Since 2011, subsequent ISR group builds have included a Bell P-39 Airacobra, a Mitsubishi A6M Zero, a Focke-Wulf Fw 190, an original Reno racing-style Zephyr racer, a Boeing B-17 Flying Fortress, a Legend racer, a Messerschmitt Bf 109, an Embraer EMB-312 Tucano, and a North American P-51 Mustang. Other popular designs are the sport JART and Chaos, which satisfy those who like the looks of "pointy" airplanes that appear to be moving fast at any speed. All of these building and discussion threads can be found by searching the Slope Soaring section on the RCGroups forum.

Any design can be chosen for a group project and choosing is part of the fun. If you are a member of a club, you might not need to start an online thread, but having detailed descriptions and pictures easily accessible helps newcomers get up to speed and provides a historical log for future reference.

When deciding how to distribute the production tasks, consider the effort and cost involved with each task. When you are making composite aircraft, an immense amount of time can be spent producing a plug, mold, and fuselage parts—especially if they are to be delivered as a complete fuselage that is ready to be assembled with the wing and tail parts.

You’ll probably want to collect money from participants to fund the project and compensate any manufacturers for their time. It helps if someone keeps a log of expenses, who has paid, what needs shipping, and related information. At the onset, it would be a good idea to estimate time for each stage and publish this for all to see so that costs are understood. No one likes to work for free or get stuck doing the lion’s share of the work while being undercompensated.

If you are building for an event, consider delivering the necessary parts to those who are attending the event. Make that a priority over those who will be building later or are in remote locations.

A key point for group cohesiveness is to not permit too much customization. Often, requests for light, medium, or heavy lay-up (to accommodate various wind speed and durability needs) can be satisfied, but try to keep an overall conformity with wingspans, airfoils, etc.

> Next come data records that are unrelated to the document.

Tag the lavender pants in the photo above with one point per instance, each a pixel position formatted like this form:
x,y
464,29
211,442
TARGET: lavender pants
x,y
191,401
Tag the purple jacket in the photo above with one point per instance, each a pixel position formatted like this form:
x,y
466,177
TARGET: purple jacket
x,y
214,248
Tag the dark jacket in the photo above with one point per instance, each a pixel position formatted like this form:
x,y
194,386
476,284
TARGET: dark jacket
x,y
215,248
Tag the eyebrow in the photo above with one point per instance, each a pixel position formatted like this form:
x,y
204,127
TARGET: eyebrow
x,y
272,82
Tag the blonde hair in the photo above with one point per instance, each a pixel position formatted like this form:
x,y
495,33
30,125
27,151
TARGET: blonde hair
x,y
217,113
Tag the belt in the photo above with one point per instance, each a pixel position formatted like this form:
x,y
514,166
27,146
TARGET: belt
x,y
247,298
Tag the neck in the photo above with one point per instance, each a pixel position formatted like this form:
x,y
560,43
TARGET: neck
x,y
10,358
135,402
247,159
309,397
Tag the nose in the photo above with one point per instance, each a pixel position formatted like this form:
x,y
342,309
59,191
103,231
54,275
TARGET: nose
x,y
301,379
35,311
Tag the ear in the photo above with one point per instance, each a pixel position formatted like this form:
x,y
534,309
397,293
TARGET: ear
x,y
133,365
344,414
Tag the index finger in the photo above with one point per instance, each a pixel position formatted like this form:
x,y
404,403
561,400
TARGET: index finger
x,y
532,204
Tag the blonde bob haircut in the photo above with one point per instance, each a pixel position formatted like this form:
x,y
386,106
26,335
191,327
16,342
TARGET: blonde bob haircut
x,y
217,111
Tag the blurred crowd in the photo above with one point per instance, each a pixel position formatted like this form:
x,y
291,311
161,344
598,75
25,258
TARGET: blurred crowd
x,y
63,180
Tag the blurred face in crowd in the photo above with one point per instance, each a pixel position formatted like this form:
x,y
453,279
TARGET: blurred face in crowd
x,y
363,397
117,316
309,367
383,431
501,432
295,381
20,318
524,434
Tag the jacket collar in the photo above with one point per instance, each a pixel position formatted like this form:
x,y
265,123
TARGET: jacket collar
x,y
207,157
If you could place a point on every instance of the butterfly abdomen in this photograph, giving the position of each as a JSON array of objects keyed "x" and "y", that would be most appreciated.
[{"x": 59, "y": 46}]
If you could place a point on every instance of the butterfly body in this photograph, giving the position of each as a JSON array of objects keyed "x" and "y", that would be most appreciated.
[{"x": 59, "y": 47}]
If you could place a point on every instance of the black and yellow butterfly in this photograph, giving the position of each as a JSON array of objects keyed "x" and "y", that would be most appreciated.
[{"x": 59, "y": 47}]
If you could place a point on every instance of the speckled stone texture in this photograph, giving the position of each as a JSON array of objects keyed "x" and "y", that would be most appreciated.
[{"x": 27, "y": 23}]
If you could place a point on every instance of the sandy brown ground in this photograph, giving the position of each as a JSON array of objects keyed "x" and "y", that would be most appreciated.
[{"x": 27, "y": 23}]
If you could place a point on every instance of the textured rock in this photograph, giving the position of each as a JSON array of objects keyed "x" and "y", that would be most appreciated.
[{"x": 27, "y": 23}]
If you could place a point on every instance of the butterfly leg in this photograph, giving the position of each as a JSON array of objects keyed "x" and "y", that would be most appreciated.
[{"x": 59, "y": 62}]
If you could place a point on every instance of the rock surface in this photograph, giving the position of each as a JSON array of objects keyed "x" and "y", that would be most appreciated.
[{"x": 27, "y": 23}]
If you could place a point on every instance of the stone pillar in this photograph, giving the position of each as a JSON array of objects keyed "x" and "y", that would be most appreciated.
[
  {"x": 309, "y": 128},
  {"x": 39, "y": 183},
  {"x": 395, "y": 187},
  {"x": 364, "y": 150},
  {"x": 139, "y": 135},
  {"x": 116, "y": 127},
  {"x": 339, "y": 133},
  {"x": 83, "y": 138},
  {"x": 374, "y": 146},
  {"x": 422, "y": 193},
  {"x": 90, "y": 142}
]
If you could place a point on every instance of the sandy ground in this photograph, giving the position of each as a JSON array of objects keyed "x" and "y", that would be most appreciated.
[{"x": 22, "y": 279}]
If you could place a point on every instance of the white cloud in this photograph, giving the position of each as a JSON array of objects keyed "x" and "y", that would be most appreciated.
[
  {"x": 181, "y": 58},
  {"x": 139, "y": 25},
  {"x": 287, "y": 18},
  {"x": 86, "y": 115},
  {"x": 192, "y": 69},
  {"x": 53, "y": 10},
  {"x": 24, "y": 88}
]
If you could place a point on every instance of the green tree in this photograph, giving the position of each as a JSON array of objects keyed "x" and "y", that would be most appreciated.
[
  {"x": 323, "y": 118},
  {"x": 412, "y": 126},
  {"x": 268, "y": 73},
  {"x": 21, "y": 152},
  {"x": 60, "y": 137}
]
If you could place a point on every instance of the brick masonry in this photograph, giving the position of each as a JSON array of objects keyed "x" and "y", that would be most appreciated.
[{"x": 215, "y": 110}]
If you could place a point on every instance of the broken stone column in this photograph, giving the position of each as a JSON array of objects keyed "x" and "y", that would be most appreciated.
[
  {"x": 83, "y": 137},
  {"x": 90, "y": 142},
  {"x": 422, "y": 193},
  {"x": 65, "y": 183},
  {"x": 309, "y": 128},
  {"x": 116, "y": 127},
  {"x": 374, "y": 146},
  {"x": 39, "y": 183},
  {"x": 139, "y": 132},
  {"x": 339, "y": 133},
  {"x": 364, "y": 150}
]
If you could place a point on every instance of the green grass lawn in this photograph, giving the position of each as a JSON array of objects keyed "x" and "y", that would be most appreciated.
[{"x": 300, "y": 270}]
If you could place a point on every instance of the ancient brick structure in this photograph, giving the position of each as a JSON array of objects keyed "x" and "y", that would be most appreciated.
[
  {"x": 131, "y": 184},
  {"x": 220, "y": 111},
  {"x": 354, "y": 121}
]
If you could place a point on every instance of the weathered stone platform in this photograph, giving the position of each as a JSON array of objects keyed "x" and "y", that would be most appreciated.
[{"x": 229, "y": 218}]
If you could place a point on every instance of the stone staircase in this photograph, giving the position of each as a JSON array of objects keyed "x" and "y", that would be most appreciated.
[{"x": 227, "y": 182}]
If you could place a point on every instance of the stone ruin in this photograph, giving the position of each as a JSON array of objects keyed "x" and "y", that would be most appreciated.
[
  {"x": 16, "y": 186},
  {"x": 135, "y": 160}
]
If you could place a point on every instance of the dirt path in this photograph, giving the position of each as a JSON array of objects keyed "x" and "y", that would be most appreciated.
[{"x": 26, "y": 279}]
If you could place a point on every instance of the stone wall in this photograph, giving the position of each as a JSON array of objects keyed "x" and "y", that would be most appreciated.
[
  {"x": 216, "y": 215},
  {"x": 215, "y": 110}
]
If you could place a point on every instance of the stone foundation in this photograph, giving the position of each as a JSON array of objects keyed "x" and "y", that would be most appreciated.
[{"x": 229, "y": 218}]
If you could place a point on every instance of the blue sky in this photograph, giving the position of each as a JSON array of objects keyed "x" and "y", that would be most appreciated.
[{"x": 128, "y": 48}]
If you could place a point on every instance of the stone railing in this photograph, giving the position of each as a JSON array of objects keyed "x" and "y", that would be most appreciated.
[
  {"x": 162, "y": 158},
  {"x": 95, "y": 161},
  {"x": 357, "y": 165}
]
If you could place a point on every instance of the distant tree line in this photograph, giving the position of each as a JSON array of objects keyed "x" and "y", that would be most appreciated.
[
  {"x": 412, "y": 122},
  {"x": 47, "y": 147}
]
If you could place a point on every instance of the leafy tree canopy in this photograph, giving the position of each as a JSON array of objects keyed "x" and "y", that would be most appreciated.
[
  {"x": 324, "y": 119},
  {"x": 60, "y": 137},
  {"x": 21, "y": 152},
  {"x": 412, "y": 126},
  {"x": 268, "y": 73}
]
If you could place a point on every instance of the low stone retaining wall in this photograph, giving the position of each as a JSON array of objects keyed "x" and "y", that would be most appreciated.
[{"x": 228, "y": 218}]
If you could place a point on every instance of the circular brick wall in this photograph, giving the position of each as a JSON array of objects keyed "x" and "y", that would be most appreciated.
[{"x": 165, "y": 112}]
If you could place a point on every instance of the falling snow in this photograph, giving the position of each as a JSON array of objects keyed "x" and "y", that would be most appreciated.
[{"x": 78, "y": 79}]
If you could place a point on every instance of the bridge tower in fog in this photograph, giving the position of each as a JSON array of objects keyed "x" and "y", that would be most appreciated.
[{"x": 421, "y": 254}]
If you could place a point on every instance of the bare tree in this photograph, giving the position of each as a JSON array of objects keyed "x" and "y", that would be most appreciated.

If your goal is to fly on the slope together, it helps to keep the physical specifications (weight, wingspan, and airfoil) as close to identical as possible so that your aircraft will equally gain and lose energy in turns, but with less effort than if your sailplanes had wider variances in performance. Remember, gravity and wind speed largely determine your "throttle" capabilities on the slope, so if you all share the same design, trying to stay together is easier.

Nothing gathers attention at a flying event like formation flying of nearly identical airplanes—even seeing static displays of two or more matching "wingmen" gets extra attention from spectators.

Building toward such a goal propels one to new heights. What will you call your squadron?